How To Become A Bulk REO Investor
By amabarkley in Accounting | 0 comments
There are more foreclosures in the United States right now than we have ever experienced before. Yet well-funded investors in real estate are seizing upon this opening to profit from an profoundly profitable new opportunity.
‘Bulk REO Investing’ is the name of the new strategy, and it’s captured the attention of many well-heeled investors.
Consider with me, if you will, the fundamentals of the Bulk REO business.
To understand investing in Bulk REO, you have to understand the foreclosure process.
When a home owner begins to miss payments on their mortgage, the lender begins to send late/overdue notices to the home owner. After a certain period, the lender will then formally begin foreclosure proceedings. The ‘pre-foreclosure’ time starts with filing of foreclosure paperwork and concludes at public auction.
Foreclosure is completed when the defaulted property is auctioned. Ownership of the property is returned to the lender if the property is not sold at auction. Such a property is then classified as an ‘REO’ (Real Estate Owned) by the lender.
Lenders have no interest in owning property, and thus usually opt to list their REO properties with a local real estate broker in hopes of a retail sale. However, REO properties are now frequently sold for far less than their ‘book value’. The trade-off is that the buyer must purchase multiple REO properties in each transaction.
The recession in the United States has yielded huge profits to real estate investors prepared to take advantage.

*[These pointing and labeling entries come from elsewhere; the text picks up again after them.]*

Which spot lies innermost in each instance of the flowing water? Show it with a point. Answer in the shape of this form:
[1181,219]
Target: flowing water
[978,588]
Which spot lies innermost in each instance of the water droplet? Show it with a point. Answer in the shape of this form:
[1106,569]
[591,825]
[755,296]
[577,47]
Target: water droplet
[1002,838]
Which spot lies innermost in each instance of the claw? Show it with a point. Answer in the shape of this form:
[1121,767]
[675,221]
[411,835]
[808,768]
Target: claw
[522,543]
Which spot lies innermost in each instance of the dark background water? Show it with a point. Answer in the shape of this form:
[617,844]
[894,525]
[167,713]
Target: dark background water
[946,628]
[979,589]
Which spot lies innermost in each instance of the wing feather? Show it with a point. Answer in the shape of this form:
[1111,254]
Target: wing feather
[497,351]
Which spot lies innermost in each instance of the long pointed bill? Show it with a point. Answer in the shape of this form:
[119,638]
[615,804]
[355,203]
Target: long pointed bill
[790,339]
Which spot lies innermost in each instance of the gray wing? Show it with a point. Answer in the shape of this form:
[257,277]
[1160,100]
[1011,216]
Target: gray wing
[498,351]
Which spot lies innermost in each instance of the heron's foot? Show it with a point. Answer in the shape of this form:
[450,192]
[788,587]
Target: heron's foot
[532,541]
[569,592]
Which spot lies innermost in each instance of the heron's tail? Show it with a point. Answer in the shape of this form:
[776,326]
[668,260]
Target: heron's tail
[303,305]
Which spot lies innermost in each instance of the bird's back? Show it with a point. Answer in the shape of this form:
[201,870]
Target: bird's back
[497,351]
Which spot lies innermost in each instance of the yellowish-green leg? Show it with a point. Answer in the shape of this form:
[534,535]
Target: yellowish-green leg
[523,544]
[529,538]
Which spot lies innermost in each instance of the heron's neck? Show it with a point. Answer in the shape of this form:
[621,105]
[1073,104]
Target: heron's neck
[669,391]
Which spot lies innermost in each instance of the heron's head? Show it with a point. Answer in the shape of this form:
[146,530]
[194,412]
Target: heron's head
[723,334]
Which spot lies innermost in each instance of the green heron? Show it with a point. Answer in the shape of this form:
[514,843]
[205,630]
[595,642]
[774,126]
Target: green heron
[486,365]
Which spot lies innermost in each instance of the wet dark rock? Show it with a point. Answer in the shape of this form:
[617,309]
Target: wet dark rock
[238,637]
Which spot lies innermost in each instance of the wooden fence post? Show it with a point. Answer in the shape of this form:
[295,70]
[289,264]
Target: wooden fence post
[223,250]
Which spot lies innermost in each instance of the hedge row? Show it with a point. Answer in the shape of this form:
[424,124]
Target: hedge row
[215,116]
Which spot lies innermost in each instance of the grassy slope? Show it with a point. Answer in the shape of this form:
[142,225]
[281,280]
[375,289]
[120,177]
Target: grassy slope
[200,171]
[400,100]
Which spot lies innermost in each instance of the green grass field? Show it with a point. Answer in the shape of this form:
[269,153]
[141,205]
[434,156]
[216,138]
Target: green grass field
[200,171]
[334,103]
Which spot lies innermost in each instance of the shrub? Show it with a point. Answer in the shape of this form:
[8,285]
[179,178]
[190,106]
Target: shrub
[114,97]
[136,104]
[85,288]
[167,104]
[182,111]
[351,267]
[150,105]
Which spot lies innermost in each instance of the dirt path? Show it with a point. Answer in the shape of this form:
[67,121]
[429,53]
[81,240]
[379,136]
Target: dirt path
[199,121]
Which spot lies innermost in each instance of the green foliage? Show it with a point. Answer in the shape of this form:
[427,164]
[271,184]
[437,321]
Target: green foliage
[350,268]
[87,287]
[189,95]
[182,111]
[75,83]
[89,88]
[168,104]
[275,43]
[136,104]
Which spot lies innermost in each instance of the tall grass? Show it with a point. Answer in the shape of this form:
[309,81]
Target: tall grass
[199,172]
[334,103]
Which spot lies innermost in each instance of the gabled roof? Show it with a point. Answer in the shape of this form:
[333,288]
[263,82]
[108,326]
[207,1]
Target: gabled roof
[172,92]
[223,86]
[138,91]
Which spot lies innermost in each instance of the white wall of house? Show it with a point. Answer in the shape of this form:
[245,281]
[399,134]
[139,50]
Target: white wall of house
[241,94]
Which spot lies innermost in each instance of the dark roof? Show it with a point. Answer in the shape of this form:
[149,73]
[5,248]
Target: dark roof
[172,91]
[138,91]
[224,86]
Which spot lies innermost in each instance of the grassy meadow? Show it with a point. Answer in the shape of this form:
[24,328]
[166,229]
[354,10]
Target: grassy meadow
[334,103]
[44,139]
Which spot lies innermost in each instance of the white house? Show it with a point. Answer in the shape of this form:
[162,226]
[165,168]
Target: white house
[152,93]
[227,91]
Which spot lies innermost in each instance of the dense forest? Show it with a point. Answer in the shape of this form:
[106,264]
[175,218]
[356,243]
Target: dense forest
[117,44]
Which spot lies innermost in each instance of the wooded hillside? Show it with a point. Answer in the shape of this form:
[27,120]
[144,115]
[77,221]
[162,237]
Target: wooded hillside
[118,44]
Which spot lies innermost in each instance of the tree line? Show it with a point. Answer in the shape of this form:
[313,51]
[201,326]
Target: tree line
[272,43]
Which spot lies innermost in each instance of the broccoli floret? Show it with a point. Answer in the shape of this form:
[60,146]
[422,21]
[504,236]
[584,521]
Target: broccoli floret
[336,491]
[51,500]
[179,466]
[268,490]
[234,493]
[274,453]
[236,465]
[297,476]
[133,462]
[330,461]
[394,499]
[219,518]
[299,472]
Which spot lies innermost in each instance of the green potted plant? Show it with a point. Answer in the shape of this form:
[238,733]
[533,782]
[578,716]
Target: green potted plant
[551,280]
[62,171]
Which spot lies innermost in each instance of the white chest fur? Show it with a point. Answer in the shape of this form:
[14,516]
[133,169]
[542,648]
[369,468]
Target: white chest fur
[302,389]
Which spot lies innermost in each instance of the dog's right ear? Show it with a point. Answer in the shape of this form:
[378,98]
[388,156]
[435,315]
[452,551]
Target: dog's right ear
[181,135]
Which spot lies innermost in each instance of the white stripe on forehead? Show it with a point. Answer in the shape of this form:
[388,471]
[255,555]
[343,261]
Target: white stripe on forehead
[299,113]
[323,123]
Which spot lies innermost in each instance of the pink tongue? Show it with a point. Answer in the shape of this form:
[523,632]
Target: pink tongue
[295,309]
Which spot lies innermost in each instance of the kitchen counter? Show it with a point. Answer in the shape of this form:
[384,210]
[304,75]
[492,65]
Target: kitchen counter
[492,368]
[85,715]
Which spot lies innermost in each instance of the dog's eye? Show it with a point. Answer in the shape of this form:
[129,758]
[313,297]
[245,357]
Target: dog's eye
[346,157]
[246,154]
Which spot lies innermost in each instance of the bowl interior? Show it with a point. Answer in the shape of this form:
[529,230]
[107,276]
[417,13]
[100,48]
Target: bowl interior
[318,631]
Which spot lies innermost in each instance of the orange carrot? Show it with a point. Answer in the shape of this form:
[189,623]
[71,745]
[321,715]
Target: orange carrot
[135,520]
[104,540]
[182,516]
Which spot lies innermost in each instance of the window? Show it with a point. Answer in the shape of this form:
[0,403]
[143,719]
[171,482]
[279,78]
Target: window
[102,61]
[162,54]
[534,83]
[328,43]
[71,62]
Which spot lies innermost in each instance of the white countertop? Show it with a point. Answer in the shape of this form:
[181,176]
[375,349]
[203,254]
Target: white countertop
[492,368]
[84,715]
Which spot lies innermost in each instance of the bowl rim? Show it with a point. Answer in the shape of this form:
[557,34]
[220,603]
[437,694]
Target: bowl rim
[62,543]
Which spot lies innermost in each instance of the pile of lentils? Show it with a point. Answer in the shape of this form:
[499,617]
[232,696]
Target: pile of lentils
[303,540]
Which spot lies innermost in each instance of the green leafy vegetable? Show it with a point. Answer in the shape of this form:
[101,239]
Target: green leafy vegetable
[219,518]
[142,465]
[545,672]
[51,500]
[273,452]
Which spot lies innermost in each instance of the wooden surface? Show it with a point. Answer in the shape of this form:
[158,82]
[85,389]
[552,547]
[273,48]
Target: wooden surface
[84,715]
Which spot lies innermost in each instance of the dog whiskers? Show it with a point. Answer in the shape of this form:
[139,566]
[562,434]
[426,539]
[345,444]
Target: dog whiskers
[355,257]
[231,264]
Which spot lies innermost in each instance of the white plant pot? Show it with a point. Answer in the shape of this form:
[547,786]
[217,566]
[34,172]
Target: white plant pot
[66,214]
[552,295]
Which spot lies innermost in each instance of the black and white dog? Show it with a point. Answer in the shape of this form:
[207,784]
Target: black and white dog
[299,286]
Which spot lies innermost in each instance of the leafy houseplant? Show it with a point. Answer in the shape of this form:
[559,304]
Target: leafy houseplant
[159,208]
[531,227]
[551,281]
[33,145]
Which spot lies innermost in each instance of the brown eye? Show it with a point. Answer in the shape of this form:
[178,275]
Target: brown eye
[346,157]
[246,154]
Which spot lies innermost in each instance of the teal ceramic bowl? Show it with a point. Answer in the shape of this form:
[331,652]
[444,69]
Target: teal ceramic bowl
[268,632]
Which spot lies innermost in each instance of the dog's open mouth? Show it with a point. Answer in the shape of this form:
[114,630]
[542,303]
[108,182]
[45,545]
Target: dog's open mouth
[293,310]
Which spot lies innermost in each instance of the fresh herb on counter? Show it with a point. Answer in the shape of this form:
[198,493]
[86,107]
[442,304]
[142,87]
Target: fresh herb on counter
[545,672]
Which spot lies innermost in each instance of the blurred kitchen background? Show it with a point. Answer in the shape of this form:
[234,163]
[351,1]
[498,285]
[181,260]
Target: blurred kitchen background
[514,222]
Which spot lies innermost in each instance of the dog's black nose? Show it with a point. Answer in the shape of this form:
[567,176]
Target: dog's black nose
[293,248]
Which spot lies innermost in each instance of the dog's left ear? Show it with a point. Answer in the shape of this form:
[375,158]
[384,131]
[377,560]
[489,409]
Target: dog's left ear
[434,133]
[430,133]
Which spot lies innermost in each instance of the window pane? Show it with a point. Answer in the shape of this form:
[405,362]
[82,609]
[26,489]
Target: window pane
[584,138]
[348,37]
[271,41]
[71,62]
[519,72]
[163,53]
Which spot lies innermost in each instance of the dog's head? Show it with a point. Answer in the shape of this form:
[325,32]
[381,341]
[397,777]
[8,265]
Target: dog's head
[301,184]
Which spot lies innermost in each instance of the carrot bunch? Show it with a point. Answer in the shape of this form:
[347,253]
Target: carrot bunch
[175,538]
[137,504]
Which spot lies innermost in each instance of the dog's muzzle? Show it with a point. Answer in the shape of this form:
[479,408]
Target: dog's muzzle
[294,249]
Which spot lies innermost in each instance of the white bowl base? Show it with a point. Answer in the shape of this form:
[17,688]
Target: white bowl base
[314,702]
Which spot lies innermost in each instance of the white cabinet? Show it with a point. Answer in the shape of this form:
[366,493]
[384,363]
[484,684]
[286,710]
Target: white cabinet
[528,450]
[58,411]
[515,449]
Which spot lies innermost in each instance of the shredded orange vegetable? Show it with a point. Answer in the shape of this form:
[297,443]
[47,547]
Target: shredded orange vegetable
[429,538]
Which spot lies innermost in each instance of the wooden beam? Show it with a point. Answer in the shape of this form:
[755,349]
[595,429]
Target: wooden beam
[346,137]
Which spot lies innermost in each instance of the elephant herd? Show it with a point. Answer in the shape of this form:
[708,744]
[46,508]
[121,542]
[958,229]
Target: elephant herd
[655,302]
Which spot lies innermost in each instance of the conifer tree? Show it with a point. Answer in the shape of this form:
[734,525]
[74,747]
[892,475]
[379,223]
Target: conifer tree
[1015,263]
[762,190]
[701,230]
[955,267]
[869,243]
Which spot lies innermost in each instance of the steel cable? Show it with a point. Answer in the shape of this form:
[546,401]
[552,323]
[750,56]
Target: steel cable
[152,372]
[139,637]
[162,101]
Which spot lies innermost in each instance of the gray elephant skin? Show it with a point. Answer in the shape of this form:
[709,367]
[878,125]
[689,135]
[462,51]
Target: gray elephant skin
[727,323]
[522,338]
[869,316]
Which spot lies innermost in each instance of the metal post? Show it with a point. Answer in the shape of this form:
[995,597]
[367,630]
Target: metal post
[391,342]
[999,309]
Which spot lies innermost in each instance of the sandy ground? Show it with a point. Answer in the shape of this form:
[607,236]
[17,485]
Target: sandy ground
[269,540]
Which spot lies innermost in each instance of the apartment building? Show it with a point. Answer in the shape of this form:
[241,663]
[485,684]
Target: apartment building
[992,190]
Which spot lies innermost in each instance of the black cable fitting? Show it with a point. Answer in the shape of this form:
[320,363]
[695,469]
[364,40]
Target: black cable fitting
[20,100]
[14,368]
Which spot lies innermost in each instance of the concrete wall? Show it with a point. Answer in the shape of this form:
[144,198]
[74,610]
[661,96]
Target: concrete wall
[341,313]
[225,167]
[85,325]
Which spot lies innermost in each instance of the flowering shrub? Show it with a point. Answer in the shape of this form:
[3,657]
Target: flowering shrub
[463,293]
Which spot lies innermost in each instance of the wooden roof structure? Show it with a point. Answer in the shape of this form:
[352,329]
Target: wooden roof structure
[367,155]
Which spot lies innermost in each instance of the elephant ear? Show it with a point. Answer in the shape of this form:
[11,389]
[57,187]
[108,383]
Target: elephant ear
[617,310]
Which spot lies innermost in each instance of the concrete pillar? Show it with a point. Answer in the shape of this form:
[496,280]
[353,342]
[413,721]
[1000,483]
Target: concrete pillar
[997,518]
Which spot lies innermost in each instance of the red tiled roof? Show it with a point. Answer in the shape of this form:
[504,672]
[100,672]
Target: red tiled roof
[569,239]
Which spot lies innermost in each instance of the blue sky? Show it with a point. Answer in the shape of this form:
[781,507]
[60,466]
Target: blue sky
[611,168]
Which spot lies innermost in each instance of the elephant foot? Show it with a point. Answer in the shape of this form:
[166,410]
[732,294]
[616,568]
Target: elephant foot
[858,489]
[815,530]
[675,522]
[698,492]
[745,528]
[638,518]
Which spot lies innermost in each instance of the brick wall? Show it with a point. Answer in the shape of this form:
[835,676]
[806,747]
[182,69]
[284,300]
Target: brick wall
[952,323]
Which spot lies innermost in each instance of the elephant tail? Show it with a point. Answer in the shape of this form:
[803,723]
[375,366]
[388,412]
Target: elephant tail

The most successful Bulk REO Investors will have a well-respected source of funding for their transactions. Some sources of funding for these transactions are: personal funds, hard money lenders, commercial lenders and non-conventional sources such as private investors and hedge funds. Additionally, one man is becoming very well known in the field of bulk REO investing, and his name is Sal Buscemi of Dandrew Capital Partners, a New-York based hedge fund.